I think the real problem with rick aversion research is that it doesn't actually tell us anything about risk aversion. Rather, the research simply evidences the divergence of the value of money and the utility of money. As the amount of money increases the utility of an individual dollar increases. The $20/$40 bet discussed above (ignoring peoples poor metacognitive skills) simply displays the average of where the utility of the potential gain (+$40) matched the utility of the potential loss (-$20). To put this in better context, if i have to pay a $500 rent, then betting my rent money at a chance to win $1000 creates the effect of the potential loss would have a much greater impact than a potential win. Until you can control for the worth of effect of a gain or loss and make them equal then risk aversion is really bunk.
I was astonished almost a year ago when the author of this blog said "Given the recent bursting of the housing bubble (let's hope, at least, that we've hit rock bottom)," and couldn't believe he was so naive.
http://scienceblogs.com/cortex/2007/08/the_neuroscience_of_market_bub.p…

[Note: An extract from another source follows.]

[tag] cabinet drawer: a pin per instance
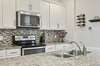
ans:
(13, 52)
(2, 54)
(50, 48)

We don't hit "rock bottom" only a few months after the bubble bursts. People don't act that way.
I'm afraid the recent run-up in prices was due more to the fact that people were interested in making a quick buck then in the traditional way of looking at homes - as places to live.
In the past, if prices went up, it was usually due to the fact that an area was doing well - with high employment and/or desirable living conditions. People were eager to live there and new homes were not being built fast enough to meet that demand. Thus prices went up.
After this crazy period we went through, we now have too much inventory purchased on speculation. Those bets didn't pay off since there wasn't enough demand to support the higher prices people expected.
So now people are stuck with homes that they cannot unload at a price they are happy with. Eventually, things will sort themselves out as prices are lowered to the point that properties sell. In some areas this will take many, many years.
To get to the point, I think there is some loss aversion at work. However, making people wake up to that fact won't cure the problem. A better economy or a change in the dynamics of the particular real estate market in question is the only way things will turn around.